Listening to George Bush, Dick Cheney, Joe Lieberman and the other war advocates inflate the Iranian role in Iraq has been frustrating. Another nation bordering Iraq is also involved in supporting militias hostile to US forces; Saudi Arabia.

The press almost never asks a challenging follow-up question to Iranian-induced paranoia: "Should the United States also care about Saudi Arabian support for Sunni militias?"

Editor and Publisher highlights a journalism outbreak at the LA Times. The Times lays out the facts that would stir a chorus if we still had an active press corps:

Saudis' role in Iraq insurgency outlined
Sunni extremists from Saudi Arabia make up half the foreign fighters in Iraq, many suicide bombers, a U.S. official says.
BAGHDAD — Although Bush administration officials have frequently lashed out at Syria and Iran, accusing it of helping insurgents and militias here, the largest number of foreign fighters and suicide bombers in Iraq come from a third neighbor, Saudi Arabia, according to a senior U.S. military officer and Iraqi lawmakers.
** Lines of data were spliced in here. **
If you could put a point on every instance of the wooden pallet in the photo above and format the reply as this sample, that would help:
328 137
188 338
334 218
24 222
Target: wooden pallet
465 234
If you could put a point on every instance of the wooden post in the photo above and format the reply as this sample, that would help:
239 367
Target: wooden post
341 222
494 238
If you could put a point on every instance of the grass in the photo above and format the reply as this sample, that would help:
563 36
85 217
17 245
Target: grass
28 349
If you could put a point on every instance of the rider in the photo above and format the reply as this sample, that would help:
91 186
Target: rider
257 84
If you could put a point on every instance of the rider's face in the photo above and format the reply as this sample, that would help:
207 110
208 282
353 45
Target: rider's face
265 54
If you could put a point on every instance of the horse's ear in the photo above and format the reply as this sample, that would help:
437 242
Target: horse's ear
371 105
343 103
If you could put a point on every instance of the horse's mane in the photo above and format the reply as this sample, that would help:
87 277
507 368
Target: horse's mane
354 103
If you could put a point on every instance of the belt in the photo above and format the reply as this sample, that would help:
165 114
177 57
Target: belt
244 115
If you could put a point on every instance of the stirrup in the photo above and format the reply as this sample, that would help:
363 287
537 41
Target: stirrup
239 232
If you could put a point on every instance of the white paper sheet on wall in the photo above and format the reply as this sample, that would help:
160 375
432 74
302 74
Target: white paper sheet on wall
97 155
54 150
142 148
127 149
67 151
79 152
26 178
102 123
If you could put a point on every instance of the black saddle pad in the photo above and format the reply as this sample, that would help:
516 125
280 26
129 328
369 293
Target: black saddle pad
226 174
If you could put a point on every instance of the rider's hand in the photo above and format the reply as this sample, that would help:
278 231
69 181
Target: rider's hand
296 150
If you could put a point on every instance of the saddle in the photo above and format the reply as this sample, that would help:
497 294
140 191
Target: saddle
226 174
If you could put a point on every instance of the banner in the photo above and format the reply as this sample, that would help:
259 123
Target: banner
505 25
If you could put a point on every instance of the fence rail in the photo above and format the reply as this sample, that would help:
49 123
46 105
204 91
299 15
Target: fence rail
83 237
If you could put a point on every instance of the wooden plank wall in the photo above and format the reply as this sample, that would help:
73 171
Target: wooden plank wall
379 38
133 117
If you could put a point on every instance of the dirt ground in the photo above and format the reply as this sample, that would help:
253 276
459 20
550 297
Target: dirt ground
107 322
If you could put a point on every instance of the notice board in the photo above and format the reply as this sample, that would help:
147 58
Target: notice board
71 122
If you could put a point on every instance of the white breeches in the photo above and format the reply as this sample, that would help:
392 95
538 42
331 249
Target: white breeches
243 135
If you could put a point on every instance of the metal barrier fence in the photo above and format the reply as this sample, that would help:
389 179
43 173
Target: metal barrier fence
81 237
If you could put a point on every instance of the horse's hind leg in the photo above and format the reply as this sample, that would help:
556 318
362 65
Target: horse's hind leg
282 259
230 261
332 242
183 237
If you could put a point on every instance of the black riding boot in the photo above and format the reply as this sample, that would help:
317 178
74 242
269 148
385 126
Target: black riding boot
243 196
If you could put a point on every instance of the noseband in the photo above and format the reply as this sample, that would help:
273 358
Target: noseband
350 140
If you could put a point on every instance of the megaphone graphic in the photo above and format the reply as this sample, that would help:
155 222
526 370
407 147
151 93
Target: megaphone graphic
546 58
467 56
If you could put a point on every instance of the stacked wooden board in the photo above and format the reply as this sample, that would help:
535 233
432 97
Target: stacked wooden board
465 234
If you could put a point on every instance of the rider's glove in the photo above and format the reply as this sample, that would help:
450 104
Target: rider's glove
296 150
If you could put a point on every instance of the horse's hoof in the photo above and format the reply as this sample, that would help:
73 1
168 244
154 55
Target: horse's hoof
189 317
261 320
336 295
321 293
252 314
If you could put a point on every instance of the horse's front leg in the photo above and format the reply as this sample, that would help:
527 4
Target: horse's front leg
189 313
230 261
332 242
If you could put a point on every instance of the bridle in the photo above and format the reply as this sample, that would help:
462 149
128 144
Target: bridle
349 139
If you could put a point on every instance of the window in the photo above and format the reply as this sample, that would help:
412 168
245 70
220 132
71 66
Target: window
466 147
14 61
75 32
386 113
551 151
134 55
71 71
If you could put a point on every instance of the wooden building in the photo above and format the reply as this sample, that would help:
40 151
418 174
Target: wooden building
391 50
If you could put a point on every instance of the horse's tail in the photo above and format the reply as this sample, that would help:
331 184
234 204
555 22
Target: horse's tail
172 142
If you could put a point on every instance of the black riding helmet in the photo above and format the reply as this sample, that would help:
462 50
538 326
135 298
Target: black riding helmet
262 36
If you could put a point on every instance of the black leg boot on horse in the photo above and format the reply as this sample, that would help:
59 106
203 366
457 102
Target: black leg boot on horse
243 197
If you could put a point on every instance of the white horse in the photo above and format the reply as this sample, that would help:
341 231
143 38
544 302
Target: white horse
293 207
About 45% of all foreign militants targeting U.S. troops and Iraqi civilians and security forces are from Saudi Arabia; 15% are from Syria and Lebanon; and 10% are from North Africa, according to official U.S. military figures made available to The Times by the senior officer. Nearly half of the 135 foreigners in U.S. detention facilities in Iraq are Saudis, he said.

Fighters from Saudi Arabia are thought to have carried out more suicide bombings than those of any other nationality, said the senior U.S. officer, who spoke on condition of anonymity because of the subject's sensitivity. It is apparently the first time a U.S. official has given such a breakdown on the role played by Saudi nationals in Iraq's Sunni Arab insurgency.

He said 50% of all Saudi fighters in Iraq come here as suicide bombers. In the last six months, such bombings have killed or injured 4,000 Iraqis.

The situation has left the U.S. military in the awkward position of battling an enemy whose top source of foreign fighters is a key ally that at best has not been able to prevent its citizens from undertaking bloody attacks in Iraq, and at worst shares complicity in sending extremists to commit attacks against U.S. forces, Iraqi civilians and the Shiite-led government in Baghdad.
No wonder the Bush-Cheney Command run such a secretive government when the facts are so at odds with their warmaking logic. Expect Lieberman to somehow blame US citizens for the Saudi role in violence against American troops and Iraqis.

A nation that can't have a rationale discussion cannot behave responsibly. The journalists need to forcefully re-assert their role and continue to provide reports such as this from the LA Times. The journalists need to prevail over the hucksters, cowards, and whores who have so wrecked American journalism.

This LA Times story shows there is still hope for American journalism, after all.